3. Esnâm: İki Elle Oluşturulan Putlar ve Anlam Biçimleri


Arapçada “esnâm” kelimesi, sadece taş heykeller değil, insan eliyle üretilmiş her türlü sahte otoriteyi ve anlam sistemini kapsar. Bu, maddi putların ötesinde bir yapıdadır.

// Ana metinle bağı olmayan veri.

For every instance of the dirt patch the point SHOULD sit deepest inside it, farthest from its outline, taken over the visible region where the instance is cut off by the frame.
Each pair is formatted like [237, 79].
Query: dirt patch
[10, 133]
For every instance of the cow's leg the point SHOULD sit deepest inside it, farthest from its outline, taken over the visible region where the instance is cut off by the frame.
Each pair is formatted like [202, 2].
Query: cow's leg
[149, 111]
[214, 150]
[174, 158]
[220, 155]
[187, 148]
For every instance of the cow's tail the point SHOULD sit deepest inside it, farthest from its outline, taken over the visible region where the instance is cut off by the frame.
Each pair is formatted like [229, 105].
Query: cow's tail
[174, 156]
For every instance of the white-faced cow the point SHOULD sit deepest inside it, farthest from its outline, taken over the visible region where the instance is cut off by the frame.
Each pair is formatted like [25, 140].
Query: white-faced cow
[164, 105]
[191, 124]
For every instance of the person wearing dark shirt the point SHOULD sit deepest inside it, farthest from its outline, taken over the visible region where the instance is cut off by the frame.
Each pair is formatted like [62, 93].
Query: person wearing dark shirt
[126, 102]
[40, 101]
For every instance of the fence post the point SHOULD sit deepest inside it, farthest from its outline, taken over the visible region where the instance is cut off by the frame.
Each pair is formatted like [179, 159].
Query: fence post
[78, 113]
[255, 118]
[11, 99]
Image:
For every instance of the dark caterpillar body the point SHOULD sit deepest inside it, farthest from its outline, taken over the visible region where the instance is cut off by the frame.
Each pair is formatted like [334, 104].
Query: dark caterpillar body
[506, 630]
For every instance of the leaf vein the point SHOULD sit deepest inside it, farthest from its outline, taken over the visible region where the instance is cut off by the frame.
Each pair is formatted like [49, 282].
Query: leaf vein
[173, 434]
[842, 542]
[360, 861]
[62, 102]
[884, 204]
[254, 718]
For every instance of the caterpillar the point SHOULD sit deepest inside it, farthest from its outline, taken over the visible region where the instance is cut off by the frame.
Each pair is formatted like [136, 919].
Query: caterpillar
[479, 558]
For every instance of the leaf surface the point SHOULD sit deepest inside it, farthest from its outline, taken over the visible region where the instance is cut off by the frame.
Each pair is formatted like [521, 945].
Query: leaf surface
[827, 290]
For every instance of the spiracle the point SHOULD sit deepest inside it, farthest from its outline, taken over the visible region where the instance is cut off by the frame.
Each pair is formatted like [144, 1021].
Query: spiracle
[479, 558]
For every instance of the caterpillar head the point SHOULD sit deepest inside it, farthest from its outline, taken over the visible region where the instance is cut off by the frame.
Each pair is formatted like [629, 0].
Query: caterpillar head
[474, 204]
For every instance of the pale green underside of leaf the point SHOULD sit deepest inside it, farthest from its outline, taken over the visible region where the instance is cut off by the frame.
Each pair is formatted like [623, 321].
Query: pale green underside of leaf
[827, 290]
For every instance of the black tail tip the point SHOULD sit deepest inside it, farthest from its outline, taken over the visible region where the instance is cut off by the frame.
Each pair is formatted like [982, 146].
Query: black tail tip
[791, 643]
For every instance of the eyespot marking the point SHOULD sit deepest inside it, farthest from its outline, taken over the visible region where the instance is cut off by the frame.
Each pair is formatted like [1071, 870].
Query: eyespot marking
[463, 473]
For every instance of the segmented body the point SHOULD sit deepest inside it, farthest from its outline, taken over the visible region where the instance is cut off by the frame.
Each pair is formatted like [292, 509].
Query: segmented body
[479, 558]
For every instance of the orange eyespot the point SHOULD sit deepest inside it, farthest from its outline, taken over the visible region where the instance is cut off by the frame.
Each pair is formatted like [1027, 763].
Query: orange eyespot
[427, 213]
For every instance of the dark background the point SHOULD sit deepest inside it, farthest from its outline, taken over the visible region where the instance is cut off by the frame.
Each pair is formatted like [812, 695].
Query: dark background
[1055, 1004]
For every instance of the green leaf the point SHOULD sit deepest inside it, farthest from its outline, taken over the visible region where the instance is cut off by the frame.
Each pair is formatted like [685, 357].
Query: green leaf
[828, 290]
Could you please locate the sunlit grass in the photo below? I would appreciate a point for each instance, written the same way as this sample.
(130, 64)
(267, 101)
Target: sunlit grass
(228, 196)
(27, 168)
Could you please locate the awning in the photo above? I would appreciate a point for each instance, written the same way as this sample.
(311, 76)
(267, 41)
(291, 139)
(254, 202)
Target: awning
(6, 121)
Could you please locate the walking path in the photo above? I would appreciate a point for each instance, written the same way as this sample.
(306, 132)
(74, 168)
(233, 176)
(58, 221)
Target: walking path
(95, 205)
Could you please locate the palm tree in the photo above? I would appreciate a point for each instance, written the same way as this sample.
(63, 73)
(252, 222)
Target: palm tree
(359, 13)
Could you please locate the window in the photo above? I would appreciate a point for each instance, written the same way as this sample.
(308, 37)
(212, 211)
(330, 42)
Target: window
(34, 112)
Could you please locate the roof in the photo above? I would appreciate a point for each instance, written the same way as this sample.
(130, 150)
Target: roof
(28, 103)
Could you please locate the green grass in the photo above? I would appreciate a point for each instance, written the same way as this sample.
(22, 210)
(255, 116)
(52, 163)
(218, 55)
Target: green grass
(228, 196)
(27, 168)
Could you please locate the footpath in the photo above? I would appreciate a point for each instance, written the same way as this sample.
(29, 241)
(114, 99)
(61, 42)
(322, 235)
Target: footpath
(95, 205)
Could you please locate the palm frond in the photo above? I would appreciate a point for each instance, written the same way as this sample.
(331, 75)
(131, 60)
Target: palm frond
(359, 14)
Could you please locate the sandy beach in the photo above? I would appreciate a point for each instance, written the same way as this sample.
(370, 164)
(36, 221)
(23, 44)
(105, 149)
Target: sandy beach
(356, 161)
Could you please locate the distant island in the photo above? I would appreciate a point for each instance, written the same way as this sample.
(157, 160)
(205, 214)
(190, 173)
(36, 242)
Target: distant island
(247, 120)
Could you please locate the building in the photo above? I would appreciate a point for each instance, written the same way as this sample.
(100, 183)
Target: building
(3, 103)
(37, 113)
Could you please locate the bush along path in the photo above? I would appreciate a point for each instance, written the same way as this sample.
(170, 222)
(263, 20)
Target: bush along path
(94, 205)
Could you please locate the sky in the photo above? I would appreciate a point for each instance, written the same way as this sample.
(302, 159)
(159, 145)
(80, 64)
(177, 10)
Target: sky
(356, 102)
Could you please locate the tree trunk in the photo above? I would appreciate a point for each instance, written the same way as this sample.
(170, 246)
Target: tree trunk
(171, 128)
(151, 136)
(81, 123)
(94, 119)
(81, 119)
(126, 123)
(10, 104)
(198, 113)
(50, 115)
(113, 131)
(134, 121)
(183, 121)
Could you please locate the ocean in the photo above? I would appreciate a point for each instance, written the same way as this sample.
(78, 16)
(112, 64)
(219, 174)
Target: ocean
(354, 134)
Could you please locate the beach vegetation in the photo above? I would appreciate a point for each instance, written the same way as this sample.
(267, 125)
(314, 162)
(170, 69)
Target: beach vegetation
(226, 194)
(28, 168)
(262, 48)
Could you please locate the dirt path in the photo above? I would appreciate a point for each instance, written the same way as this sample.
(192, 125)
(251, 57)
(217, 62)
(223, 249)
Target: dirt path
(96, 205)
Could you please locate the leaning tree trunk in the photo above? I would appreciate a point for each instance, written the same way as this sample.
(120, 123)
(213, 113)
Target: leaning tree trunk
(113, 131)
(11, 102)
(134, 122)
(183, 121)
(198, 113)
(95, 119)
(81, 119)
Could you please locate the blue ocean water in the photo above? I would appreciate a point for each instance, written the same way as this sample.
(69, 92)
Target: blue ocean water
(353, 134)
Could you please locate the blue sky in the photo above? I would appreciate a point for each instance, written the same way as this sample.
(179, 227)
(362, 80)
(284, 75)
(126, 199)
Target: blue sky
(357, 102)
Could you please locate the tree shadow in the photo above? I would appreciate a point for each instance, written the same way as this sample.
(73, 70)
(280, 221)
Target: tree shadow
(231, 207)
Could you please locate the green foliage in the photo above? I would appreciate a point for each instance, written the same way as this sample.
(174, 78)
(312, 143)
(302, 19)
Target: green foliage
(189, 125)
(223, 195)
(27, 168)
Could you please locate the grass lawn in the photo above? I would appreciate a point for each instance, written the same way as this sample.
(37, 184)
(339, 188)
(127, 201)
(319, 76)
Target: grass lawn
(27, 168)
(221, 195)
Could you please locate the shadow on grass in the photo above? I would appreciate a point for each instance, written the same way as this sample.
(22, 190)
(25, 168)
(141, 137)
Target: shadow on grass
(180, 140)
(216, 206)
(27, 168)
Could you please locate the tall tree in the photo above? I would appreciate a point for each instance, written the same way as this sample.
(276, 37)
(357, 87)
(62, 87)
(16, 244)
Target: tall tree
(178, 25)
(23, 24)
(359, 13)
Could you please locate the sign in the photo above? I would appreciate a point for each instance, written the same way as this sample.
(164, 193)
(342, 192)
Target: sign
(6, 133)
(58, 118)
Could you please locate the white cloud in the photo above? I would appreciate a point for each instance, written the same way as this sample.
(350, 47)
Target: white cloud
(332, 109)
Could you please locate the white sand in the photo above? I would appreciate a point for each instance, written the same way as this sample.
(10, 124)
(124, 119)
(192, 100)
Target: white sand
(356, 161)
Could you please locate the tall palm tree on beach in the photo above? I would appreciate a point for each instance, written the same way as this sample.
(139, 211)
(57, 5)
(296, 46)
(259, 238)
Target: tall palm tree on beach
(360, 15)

> “Rabbim! Beni ve soyumu, putlara (esnâm) kulluk etmekten uzak tut.”

(İbrahim / 35)




Kur’ân, insanların kendi elleriyle yonttukları, yazdıkları ve oluşturdukları şeylere anlam yüklemesini, bir tür şirk ve kulluk biçimi olarak değerlendirir:


> “Yonttuğunuz şeylere mi kulluk ediyorsunuz?”

(Sâffât / 95)




4. “Ellerle Yapılanlar”ın Ontolojik Vebali


Kur’ân’da tekrar eden bir tema olarak, insanın “elleriyle yaptığı şeyler” üzerinden yargılandığı görülür:


“Bu, kendi ellerinizle yapmış olduklarınızın karşılığıdır.” (Âl-i İmrân / 182)


“Başınıza gelen her musibet, ellerinizle kazandıklarınızdandır.” (Şûrâ / 30)



Bu bağlamda, “abd” kavramı, bireyin kendi oluşturduğu değerlere, otoritelere ve geleneklere uymasıyla da ilişkilidir.


Sonuç


Kur’ân’daki ‘abd’ kavramı, klasik anlamda bir ibadet ritüelinden çok daha geniş ve ontolojik bir bağlılık anlamı taşır. İnsan, hayatında neye uyuyorsa, onu kendine ilah ve rab edinmiş olur. Bu bağlamda:


Allah’a kulluk, yalnızca namaz, oruç gibi ibadetlerle değil; emirlerine ve vahyine kayıtsız şartsız uyumla gerçekleşir.


Şeytana, tağuta ya da kendi heva ve heveslerine uyanlar da bir tür "abd" ilişkisine girmiş olur.


Putlar sadece taş heykeller değil; insan eliyle oluşturulmuş kitaplar, sistemler, gelenekler ve otoriteler de bu kapsamda değerlendirilir.



Kur’ân’a göre tevhidî bir kulluk, sadece Allah’a yönelmekle değil; her türlü sahte otoriteyi reddetmekle mümkündür.